In determining the worse Generals of the American Civil War, this list will take us from battlefield blunders to portraits on urinals. No doubt, I will likely have a great deal of criticism regarding my choices, as this is certainly a passionate and controversial subject for most individuals who love American Civil War history.
10. Hugh Judson Kilpatrick (USA)
General Kilpatrick was known for his reckless disregard for the lives of those soldiers under his command and his performance at Gettysburg bordered on criminal behavior with Elon Farnsworth paying the price. His “raid” on Richmond under the pretext of freeing Union prisoners was a joke that cost the life of COL Ulric Dahlgren. When General Kilpatrick commanded his cavalry in parades or battle and they looked quite professional. However, his camp was another story. Kilpatrick’s lack of proper discipline resulted in his camps being unkempt, disorderly, and embedded with prostitutes.

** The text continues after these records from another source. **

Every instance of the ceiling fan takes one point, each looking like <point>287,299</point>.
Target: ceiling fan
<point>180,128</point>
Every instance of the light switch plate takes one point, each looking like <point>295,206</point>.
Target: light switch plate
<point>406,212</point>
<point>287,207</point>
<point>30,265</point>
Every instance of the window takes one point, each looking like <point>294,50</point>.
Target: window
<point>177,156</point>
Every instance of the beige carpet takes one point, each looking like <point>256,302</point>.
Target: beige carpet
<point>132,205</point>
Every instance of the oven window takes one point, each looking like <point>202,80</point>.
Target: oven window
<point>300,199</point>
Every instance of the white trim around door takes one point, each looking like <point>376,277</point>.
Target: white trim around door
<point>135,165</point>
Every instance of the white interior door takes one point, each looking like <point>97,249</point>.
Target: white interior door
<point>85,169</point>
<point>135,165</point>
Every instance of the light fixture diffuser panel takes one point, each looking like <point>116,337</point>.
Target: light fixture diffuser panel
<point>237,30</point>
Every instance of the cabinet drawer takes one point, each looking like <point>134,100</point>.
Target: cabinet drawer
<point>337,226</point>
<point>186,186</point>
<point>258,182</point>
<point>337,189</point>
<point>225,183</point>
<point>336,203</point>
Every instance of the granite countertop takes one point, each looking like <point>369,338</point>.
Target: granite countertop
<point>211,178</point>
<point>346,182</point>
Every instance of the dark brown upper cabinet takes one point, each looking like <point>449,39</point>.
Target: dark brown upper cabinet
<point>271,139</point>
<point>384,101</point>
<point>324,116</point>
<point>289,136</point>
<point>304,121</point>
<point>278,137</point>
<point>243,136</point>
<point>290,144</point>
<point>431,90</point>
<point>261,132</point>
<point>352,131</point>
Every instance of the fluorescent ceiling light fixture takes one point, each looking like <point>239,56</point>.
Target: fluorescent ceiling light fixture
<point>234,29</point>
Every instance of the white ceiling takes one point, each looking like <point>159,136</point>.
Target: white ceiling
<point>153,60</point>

In July of 1863, at the Battle of Gettysburg, Kilpatrick, in command of his cavalry, was later accused of using poor judgment when he ordered a devastating charge on July 3. In an effort to repair the damage to his reputation caused this day, and in anticipation of post war political aspirations, he planned a raid on Richmond, Virginia in 1864. His plan was to attack the Confederate capital, cause as much devastation as possible, and free the Union soldiers held prisoner there. On March 1, while en route to implement this plan, he lost his nerve at the gates of Richmond, and retreated.
9. William S. Rosecrans (USA)
Appointed commander of the Army of the Cumberland in October 1862, General Rosecrans almost lost the battle of Stone’s River and then waited almost six months to engage an enemy of a much smaller force. Referred to by General McClellan as “a silly fussy goose,” it did seem to accurately predict General Rosecrans military future as a commanding officer.
His flawed strategy during the Tullahoma Campaign only succeeded due to the drastic mistakes of his opponent. Rather than consolidate his position in Chattanooga, he opted to move through the passes in Lookout Mountain. When he came out, with the mountain to his back, he fought the battle of Chickamauga, the worst Union loss in the Civil War. Trapped in Chattanooga he did little to relieve the suffering of his men. When General Grant relieved him of duty, he had fewer than five days of rations remaining with his troops already being on half-rations.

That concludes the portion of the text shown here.